On the other hand, the Central Bank frequently signals that they keep a close eye on the fiscal policies while forming their monetary policy strategy. Recalling from the August meeting summary, the Bank had noted that “…the delay in the enactment of the fiscal rule has increased the importance of current fiscal policy implementation.” In that context, the July-August budget realizations that were disclosed a month later than normal timing due to fiscal holiday would probably give some relief to the Bank. The Bank’s assessment regarding the 1H performance was positive and the Bank had said “… the better-than-expected performance in budget revenues, due to stronger economic activity than envisaged in the Medium Term Program (MTP), is largely being used to reduce government debt,” signaling that they do not see any problem with the fiscal discipline. We think that July-August budget performance is likely to deserve a similar assessment.

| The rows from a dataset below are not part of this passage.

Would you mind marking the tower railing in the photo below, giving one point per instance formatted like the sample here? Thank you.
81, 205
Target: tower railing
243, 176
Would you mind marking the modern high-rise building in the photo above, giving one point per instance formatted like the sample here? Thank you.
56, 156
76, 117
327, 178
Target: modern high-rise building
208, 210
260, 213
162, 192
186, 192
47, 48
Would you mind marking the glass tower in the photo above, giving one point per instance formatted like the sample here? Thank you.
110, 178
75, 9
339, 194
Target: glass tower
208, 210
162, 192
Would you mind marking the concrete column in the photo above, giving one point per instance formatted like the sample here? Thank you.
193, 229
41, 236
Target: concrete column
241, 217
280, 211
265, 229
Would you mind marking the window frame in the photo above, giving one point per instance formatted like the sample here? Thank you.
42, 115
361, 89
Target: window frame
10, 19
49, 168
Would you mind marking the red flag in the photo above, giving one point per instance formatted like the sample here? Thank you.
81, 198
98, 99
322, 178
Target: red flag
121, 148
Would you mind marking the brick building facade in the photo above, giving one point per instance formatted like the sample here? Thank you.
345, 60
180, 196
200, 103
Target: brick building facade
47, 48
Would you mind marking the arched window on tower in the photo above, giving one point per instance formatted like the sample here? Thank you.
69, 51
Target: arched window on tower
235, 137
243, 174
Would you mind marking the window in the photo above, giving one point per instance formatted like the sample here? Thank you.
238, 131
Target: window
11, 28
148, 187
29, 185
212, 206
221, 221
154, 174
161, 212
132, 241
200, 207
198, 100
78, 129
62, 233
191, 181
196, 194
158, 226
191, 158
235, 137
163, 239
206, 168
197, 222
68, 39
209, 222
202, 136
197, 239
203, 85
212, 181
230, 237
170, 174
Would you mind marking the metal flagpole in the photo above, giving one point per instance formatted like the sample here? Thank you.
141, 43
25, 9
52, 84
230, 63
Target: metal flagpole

Having a closer look at the fiscal outlook, the central government budget produced TRY8.8bn primary surplus in July-August period, much better than the TRY5.1bn surplus in the look-alike slice of last year. There is substantial improvement in revenues on the back of strong tax proceeds that is more than enough to counterbalance the increase in primary expenditures, while around TRY2.0bn transfers from unemployment insurance fund and privatization revenues also helped the revenue performance. Adding the visible decline in interest payments, the budget balance improved at an even greater pace as the two-month budget produced a surplus of TRY1.0bn vs. last year’s TRY8.1bn deficit. All in all, the 12-month central government budget deficit to GDP declined to 3.4% vs. the year-end target of 4.9% in the Medium Term Program (MTP). This improvement is in line with our estimates disclosed in the ‘Fiscal Outlook’ report published on Monday. This may indicate that there is an extra room for 1.5 pp more (TRY15.8bn) for expenditures boosting or revenue-damping policies. In other words, extra improvement in July-August budget implies that the fiscal area that can be turned into higher expenditures is enlarged and both Finance Minister Simsek’s words that “we will be loyal to our targets” and Economy Minister Babacan’s emphasis that the year-end budget deficit will be in line with MTP targets are consistent with deterioration vs. the current point. Along with the Central Bank, we will continue to monitor how this fiscal area will be used in the following period. However, even if budget performance deteriorates somewhat in the period ahead, we do not anticipate the Bank would react unless this deterioration yields upward pressure on inflation via for example indirect tax hikes.